Western blot experiments were performed according to standard methods. Total protein was isolated from primary human chondrocytes or cartilage tissues. Cells were placed on ice immediately following treatments washed with ice-cold PBS and harvested in Mammalian Protein Extraction Reagent buffer (Pierce; Thermo Fisher Scientific, Inc.). All of the wash buffers and Mammalian Protein Extraction Reagent buffer included a 1X protease inhibitor mixture (Roche Diagnostics), NaF (5 mM) and Na3VO4 (200 µM). The concentration of the protein was detected by the bicinchoninic acid method. Subsequently, 50 mg total cell proteins from each sample was resolved by 10% SDS-PAGE and transferred by electroblotting to polyvinylidene difluoride membranes (EMD Millipore, Billerica, MA, USA). The membranes were blocked with 5% nonfat dry milk in 0.1% TBS-Tween-20 (TBST) at 37°C for 1 h and subsequently incubated overnight at 4°C in 5% nonfat dry milk in TBST with a primary antibody against ADAMTS5 (1:1,000 dilution; cat. no. ab135656; Abcam, Cambridge, UK). A primary antibody against GAPDH (1:2,000 dilution, cat. no. 5174S; Cell Signaling Technology, Inc.) was also used. After washing, the membranes were incubated with anti-rabbit antibody (1:3,000; cat. no. 111-035-003; Jackson ImmunoResearch Laboratories, Inc., West Grove, PA, USA) conjugated to horseradish peroxidase at 37°C for 1 h and proteins were detected using Enhanced Chemiluminescence Plus reagent (Invitrogen; Thermo Fisher Scientific, Inc.) and an ImageQuant LAS 4000 Mini detection system (GE Healthcare Life Sciences, Little Chalfont, UK). Densitometric analysis was performed using ImageJ software version 1.39 (National Institutes of Health, Bethesda, MD, USA).

Dual luciferase assays

DNA sequences of the ADAMTS5 3′untranslated region (3′UTR) were amplified by PCR (98°C 10 sec; 55°C 5 sec or 15 sec; 72°C 1 min/kb; 30 cycles), and used the Prime STAR HS DNA Polymerase (Takara Bio, Inc.). The amplified DNA sequences were cloned into the pMIR-REPORT Luciferase (Obio Technology Corp., Ltd., Shanghai, China) and the restriction enzymes used were Mlu and Hind III (NEB), and co-transfected using Lipofectamine 2000 (Thermo Fisher Scientific, Inc., with the control or hsa-miR-27a-3p into 293 cells (purchased from American Type Culture Collection, Manassas, VA, USA). The DNA sequence of ‘ADAMTS5 3′UTR’ was amplified on the genomic DNA. The primers that were used for amplification are H4597-4-1 and H4597-4-2, the sequence for H4597-4-1 is 5′-ATAGGCCGGCATAGACGCGTCAACTTAACTGGCTAGTACATTG-3′, and H4597-4-2 is 5′-AAAGATCCTTTATTAAGCTTTACTTTAACCTAGTTTACAATTTATATTTATTATG-3′. The sequencing primers for ADAMTS5 3′UTR Vector are Luc-C-F, M13F and H4597-F1, with Luc-C-F: GAGGAGTTGTGTTTGTGGAC, M13F: TGTAAAACGACGGCCAGT, and H4597-F1: GTGAGGAAAACTGTGATTTGTAGG.

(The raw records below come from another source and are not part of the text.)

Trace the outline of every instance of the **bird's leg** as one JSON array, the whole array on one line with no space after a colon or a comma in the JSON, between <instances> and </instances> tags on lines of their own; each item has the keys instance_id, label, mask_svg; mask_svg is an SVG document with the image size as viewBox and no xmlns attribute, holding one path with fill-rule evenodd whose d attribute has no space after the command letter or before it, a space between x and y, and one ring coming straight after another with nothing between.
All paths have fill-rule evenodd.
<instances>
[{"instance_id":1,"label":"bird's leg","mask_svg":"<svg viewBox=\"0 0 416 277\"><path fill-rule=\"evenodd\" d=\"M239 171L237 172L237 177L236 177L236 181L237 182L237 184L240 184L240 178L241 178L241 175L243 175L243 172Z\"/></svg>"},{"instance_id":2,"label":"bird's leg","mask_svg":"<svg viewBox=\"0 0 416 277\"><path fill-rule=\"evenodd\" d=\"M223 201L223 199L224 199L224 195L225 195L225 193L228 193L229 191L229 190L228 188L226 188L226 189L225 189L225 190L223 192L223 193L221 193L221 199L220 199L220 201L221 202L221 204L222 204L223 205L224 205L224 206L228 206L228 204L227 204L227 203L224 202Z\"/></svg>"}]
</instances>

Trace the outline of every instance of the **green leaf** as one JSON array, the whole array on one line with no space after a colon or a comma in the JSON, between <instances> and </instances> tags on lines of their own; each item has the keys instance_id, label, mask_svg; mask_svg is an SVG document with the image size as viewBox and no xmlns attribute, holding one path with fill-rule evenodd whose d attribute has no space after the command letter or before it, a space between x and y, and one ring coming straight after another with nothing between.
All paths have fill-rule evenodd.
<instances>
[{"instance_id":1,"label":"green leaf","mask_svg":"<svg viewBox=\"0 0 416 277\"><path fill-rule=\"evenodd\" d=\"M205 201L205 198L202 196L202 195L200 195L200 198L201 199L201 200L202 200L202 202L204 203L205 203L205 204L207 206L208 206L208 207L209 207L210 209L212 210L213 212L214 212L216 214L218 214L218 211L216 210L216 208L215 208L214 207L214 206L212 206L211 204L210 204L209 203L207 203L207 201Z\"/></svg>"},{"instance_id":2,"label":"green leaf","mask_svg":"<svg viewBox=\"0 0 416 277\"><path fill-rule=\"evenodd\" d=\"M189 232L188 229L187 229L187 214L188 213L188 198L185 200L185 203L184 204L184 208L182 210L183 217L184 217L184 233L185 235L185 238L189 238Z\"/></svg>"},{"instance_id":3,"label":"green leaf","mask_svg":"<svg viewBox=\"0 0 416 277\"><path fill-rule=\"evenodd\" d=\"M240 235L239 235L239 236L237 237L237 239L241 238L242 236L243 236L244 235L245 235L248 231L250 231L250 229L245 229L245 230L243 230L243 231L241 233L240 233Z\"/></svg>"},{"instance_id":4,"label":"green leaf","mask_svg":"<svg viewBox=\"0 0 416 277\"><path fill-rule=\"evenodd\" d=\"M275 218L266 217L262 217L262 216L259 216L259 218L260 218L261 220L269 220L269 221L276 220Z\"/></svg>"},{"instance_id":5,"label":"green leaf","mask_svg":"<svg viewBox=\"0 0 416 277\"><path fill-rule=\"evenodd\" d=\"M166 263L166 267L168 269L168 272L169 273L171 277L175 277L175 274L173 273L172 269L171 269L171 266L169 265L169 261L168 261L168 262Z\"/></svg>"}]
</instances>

For the dual luciferase assay, 1.2×104 293 cells in a 96-well plate were transfected with 50 nM miR-27a-3p or miR-NC (Guangzhou RiboBio Co., Ltd.). The cells were then co-transfected with 2 mg/ml of vector with the wild-type or mutant 3′UTR of ADAMTS5 gene. Cell lysates were harvested 48 h after transfection and luciferase activity was determined using the Dual-Luciferase® Reporter Assay System (Promega Corporation, Madison, WI, USA). Firefly luciferase values were normalized to the Renilla signal, and the ratio of the Firefly/Renilla values was determined. All experiments were performed in triplicate.

Statistical analysis

Continuous data are presented as the mean ± standard deviation. One-way analysis of variance or Student's t-tests were used to identify significant differences among or between groups. P<0.05 was considered to indicate a statistically significant difference. Data were analyzed using SPSS statistical software version 19.0 (IBM Corp., Armonk, NY, USA). All experiments were performed at least three times.

Results

Expression levels of miR-27a-3p and ADAMTS5 in normal and OA cartilage

To investigate the potential effect of miR-27a-3p in the progression of OA, the present study determined the expression of miR-27a-3p in normal and OA articular cartilage. The results demonstrated that miR-27a-3p expression was significantly decreased in OA cartilage compared with normal cartilage (Fig. 1A), while the mRNA and protein expression levels of ADAMTS5 were significantly upregulated in OA cartilage compared with normal cartilage (Fig. 1B-D).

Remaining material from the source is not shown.